Still apprehensive in the later stages of the race, I began mental calculations about mile 16 of how much I could slow down per mile and still qualify. This continued through about mile 22 where I finally decided I wasn’t going to die. However, this is also the point where the legs were feeling quite “hammered” and the end was constantly on my mind. The end did finally come, and having put my all into this effort was pretty well reduced to tears, after seeing my wife and Billy’s waiting and snapping pictures. Jackie was whipped from her successful effort, but pretty well recovered by the time I got in. I was totally exhausted but reached by goal with a 3:09:21. Billy came in a bit later with a credible 3:36 and not too much worse for the wear. He missed qualifying this time but has run Boston twice before. Jackie ended up being paced most of the way by a very nice woman from Nevada. I had what I consider to be one of my better races ever given that my last 10K was my fastest. Much thanks to fellow runners for the long training runs, Runners World Web sites for training tips, and David Yon for some key training advice. Jackie was ecstatic that she had completed a distance that was more than double what she ever dreamed she was capable of!
Post marathon, with the wind whipping and temperatures seemingly dropping, we parted company for the rest of our trips.
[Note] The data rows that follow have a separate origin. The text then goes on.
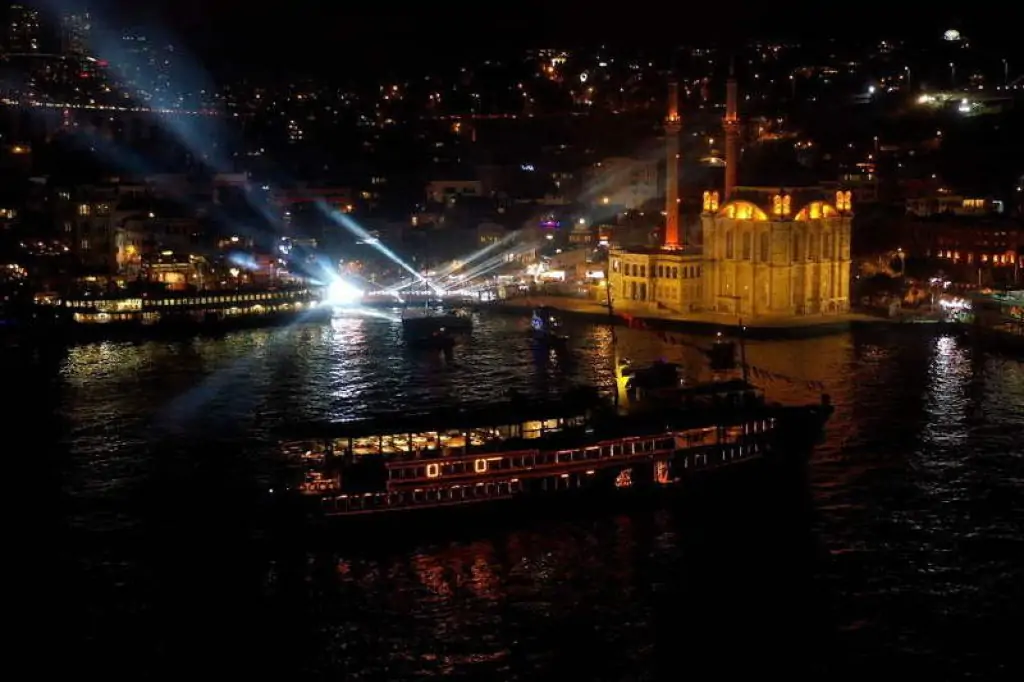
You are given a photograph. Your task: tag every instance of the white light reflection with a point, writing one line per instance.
(946, 407)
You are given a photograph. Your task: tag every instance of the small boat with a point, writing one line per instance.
(722, 354)
(527, 450)
(437, 340)
(659, 379)
(547, 327)
(421, 323)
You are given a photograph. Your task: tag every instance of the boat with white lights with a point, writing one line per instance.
(524, 450)
(546, 326)
(423, 322)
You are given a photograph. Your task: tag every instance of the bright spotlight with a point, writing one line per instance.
(340, 292)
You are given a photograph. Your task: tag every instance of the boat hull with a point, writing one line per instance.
(638, 481)
(428, 325)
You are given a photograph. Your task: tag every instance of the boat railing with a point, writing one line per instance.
(528, 463)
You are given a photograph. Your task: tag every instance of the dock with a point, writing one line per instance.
(773, 327)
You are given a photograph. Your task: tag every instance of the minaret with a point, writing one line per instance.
(731, 125)
(672, 127)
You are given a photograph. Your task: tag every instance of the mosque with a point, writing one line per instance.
(765, 251)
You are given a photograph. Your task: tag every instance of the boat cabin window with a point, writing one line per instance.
(485, 435)
(453, 439)
(367, 445)
(394, 443)
(424, 441)
(531, 429)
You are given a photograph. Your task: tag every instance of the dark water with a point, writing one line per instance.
(134, 554)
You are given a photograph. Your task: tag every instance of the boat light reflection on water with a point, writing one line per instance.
(341, 293)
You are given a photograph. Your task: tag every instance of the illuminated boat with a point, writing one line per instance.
(546, 326)
(394, 465)
(422, 323)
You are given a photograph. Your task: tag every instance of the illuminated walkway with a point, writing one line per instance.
(696, 322)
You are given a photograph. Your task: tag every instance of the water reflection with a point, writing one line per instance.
(915, 491)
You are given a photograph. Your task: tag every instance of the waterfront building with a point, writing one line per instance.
(765, 251)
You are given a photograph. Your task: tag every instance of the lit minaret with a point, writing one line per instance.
(672, 127)
(731, 125)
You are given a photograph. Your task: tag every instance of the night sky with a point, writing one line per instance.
(330, 35)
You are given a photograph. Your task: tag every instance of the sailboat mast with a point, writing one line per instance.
(611, 324)
(742, 350)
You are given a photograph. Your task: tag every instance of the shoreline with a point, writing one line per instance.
(701, 324)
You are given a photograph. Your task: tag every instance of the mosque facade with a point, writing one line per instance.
(764, 251)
The Perry’s to Lake Tahoe and Yosemite and the McDaniel’s to Napa Valley and San Francisco. The Humboldt Redwoods Marathon/Half-Marathon is a spectacular race although a bit of a commute to get to. We recommend it to anyone seeking a truly unique marathon setting and a guaranteed on good weather! While I was somewhat amazed at the way Billy took in stride the fact that he did not qualify for Boston yet a third time; I now find that he has on his Christmas list a heart monitor! Please!